Survey: Government Agencies May be Better than the Private Sector at Responding to Hacks

Julia Tim/Shutterstock.com

About 43 percent of the public sector falls into the "highly sophisticated" security posture segment, according to the 2015 Cisco security report.

Government agencies worldwide, compared to banks and many other companies, are better able to cope when the inevitable data breach occurs, according to an annual study on advances in cybersecurity.

About 43 percent of the public sector falls into the "highly sophisticated" security posture segment, according to the 2015 Cisco security report, scheduled to be released Tuesday.

“I think the government’s probably a bit more enlightened there than some of the other areas," Jason Brvenik, principal engineer of the Cisco Security Business Group, said in an interview.

The financial services (39 percent), transportation (35 percent), pharmaceutical (32 percent) and chemical engineering (25 percent) industries have less mature processes in place to handle intruders, according to the report.

The best security stances can be found within the telecommunications and energy sectors, tied at 47 percent.

No doubt, the executive branch has had its fair share of breaches, with incursions into systems at the Office of Personnel Management, National Oceanic and Atmospheric Administration, U.S. Postal Service, White House and State Department. Central Command, too, if you count compromises at third-party providers such as CENTCOM’s Twitter service.

But governments worldwide have damage control processes in place that are ready to roll when hacks happen, Brvenik said.

For example, agencies tend to use more techniques to analyze breached systems than the private sector, the study found. In banking and the other sectors, an intrusion occurs and companies are unable to respond, lulled into a false sense of security.

Brvenik said agencies concentrate on identifying and containing cyber assaults quickly, which is the right place to devote resources.
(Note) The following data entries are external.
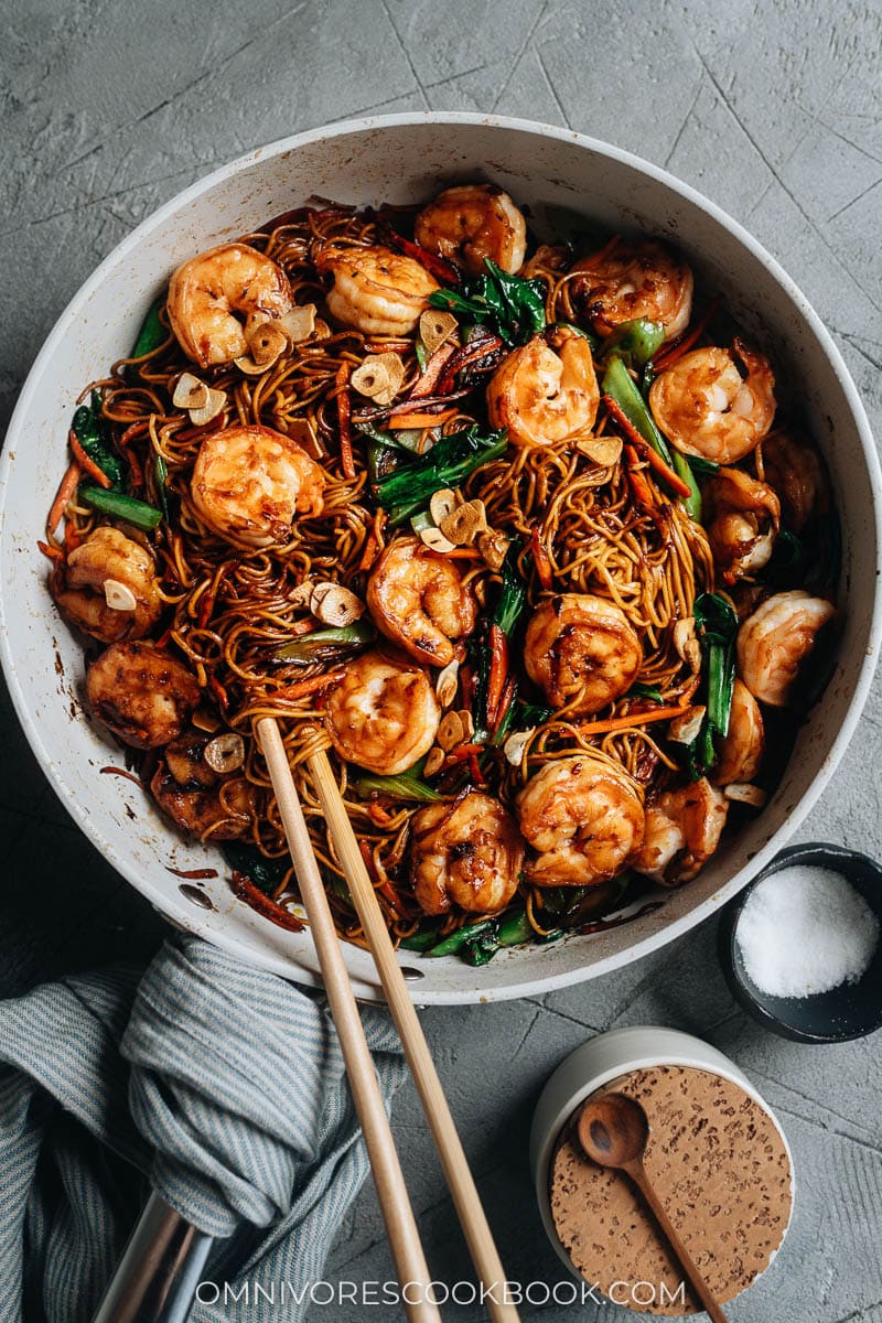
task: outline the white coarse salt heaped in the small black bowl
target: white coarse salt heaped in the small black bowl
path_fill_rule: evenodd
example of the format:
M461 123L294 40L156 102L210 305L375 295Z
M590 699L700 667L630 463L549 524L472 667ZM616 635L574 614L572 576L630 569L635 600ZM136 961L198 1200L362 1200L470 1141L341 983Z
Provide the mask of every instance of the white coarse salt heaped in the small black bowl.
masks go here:
M737 931L760 992L804 998L857 983L873 959L879 921L841 873L793 865L756 884Z

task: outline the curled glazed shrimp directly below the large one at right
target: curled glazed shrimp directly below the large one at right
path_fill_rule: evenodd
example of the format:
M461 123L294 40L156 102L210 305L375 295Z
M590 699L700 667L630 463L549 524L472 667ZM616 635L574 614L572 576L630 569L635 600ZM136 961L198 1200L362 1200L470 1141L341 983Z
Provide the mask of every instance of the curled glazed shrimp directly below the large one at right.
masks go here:
M767 565L782 504L768 486L741 468L721 468L705 486L707 540L727 583Z

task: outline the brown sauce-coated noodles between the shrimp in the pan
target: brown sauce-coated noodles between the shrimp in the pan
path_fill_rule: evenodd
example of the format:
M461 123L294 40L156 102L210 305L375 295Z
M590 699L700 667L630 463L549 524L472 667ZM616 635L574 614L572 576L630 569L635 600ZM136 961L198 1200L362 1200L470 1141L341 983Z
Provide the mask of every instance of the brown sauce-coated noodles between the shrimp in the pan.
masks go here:
M383 229L373 213L360 216L348 208L329 206L291 213L241 242L283 269L298 304L315 302L321 312L325 282L316 262L323 254L360 250L382 241ZM549 324L579 320L578 273L561 270L559 251L540 250L528 271L546 287ZM168 325L165 314L163 319ZM319 750L329 751L380 904L393 935L401 939L411 938L423 917L406 868L413 818L419 806L360 794L352 783L353 773L332 746L323 717L328 685L323 687L317 677L342 675L346 658L303 663L280 654L292 640L308 639L316 628L316 620L295 589L305 579L336 579L364 597L366 574L393 536L372 496L368 438L357 423L352 429L354 478L346 476L337 413L337 396L348 389L349 372L361 364L365 353L383 352L390 345L403 364L399 392L403 398L421 376L417 337L372 337L356 329L335 329L321 316L311 339L288 345L266 370L246 376L230 364L208 373L212 389L226 393L226 426L258 425L294 437L324 470L321 513L298 516L290 541L262 549L216 536L193 503L193 466L205 437L217 430L218 421L193 426L186 413L171 406L177 377L192 370L171 329L153 352L138 360L120 359L110 376L93 388L100 393L102 414L112 426L119 455L130 466L130 490L144 501L168 505L172 511L172 517L151 534L157 589L165 611L161 642L185 659L196 676L202 693L197 714L202 729L210 730L214 724L216 730L238 732L245 741L241 771L220 787L223 816L208 827L202 839L223 836L233 824L239 840L250 843L267 859L287 857L266 765L253 737L258 720L274 717L283 734L337 926L353 942L362 942L362 934L305 770L307 761ZM345 369L342 374L341 369ZM465 402L456 402L455 417L443 423L442 435L452 435L472 423L487 430L483 411L487 378L473 380L481 389L468 400L479 411L464 411ZM421 406L422 401L415 400L415 410ZM354 401L353 409L356 417L360 411L365 417L370 414L364 401ZM602 413L595 435L604 435L606 427L607 418ZM414 442L417 452L424 452L435 435L423 425ZM694 667L684 660L676 626L693 617L700 594L714 591L714 556L701 524L666 495L651 468L629 460L627 450L625 446L615 462L599 464L588 456L582 442L571 439L509 448L504 458L472 472L463 484L463 495L483 503L491 528L520 538L517 564L526 586L528 615L543 595L547 597L536 556L530 553L530 540L538 536L554 590L595 594L614 603L643 646L641 685L657 689L655 701L674 708L680 704L685 709L698 677ZM759 450L755 463L762 476ZM644 484L640 490L651 493L648 507L635 495L639 482ZM82 544L100 523L82 501L69 504L66 513L63 544L49 537L49 546L61 546L65 553ZM477 552L472 558L463 552L455 564L479 603L495 598L500 572L485 564ZM316 683L311 685L309 681ZM615 724L615 718L645 710L647 704L645 697L627 692L583 718L577 696L549 720L540 721L526 737L520 767L512 766L501 749L488 745L481 781L510 808L518 790L540 767L567 755L590 755L600 766L627 774L641 794L664 787L680 765L665 745L664 733L651 720L645 725L591 733L592 724ZM152 766L152 757L147 758L145 767ZM455 767L446 766L436 779L438 790L456 796L463 778L469 777L469 766L473 773L477 763L464 761ZM243 803L250 807L243 810ZM522 880L520 892L532 929L540 937L549 934L555 923L547 917L545 889ZM296 898L290 867L271 894L286 904ZM480 916L454 906L440 916L436 934L443 938L476 917Z

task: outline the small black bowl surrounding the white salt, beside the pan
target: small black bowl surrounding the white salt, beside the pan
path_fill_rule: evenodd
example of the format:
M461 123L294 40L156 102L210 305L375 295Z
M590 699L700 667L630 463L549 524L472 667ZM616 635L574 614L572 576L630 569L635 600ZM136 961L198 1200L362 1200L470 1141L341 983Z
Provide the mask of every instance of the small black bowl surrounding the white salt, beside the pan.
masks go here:
M867 855L842 845L791 845L744 888L725 910L719 925L719 960L735 1000L772 1033L795 1043L848 1043L882 1028L882 941L857 983L805 998L770 996L747 976L737 941L738 921L754 886L792 864L809 864L841 873L865 898L882 923L882 868ZM787 934L782 934L787 941Z

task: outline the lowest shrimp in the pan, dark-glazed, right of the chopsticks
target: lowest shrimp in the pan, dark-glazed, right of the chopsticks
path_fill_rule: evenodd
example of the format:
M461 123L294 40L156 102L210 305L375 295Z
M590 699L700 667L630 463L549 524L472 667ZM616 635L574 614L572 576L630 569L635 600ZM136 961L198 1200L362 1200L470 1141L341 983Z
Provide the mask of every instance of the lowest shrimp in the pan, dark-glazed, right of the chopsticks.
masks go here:
M414 815L411 878L424 914L452 905L479 914L505 909L517 890L524 840L497 799L467 790Z

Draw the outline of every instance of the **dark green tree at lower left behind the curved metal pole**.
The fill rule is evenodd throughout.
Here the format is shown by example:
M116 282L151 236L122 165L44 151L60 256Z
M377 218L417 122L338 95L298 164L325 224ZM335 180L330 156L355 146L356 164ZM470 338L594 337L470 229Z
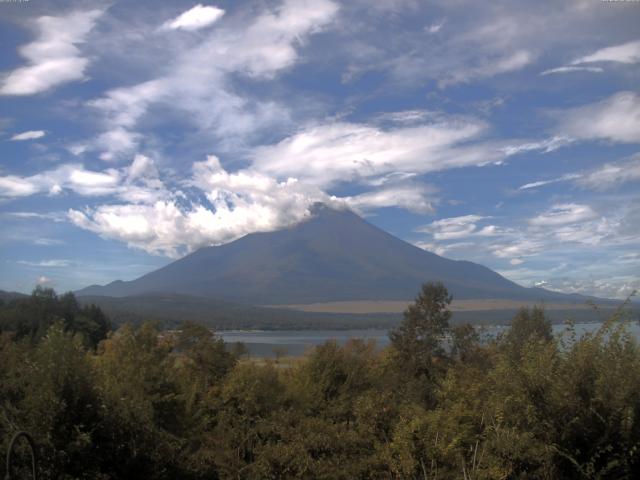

"Focusing on the question of how fast can I respond and how effectively can I contain or eliminate all other aspects of the process," he said. "The industry has tended to focus on prevention as opposed to creating visibility into appropriate levels of control. I think it’s time to pivot that perspective."

A nonscientific survey of data breaches over the past year turned up an insider job at Morgan Stanley, an internal attack at Capital One, data purloined from a Swiss bank held for ransom, a system compromise at HSBC Turkey, files seized at brokerage firm Benjamin F. Edwards, and a high-profile hack of JPMorgan

Believe it or not, government employees are superior when it comes to seeing through email scams or phishing attacks than personnel in other sectors, according to Cisco’s research.

"An email that you send can have an infected attachment tag along," Brvenik said. "Users are being skeptical of all of the information they are presented with in the Twitter feed or email. The government has probably a better handle on that operational aspect of security than anybody at this point. Still, there’s a lot more room to improve, there’s a lot more progress to be made."

Cyber has become a boardroom discussion at organizations with highly sophisticated controls. Ninety-one percent of those entities strongly agree executives consider security a high priority.

But sophistication still leaves something to be desired.

More than half of all organizations polled, including sophisticated ones, do not use standard tools such as software updates to help prevent security breaches.

Cisco’s findings are based on survey responses from 1,738 chief information security officers and security operations managers in nine countries.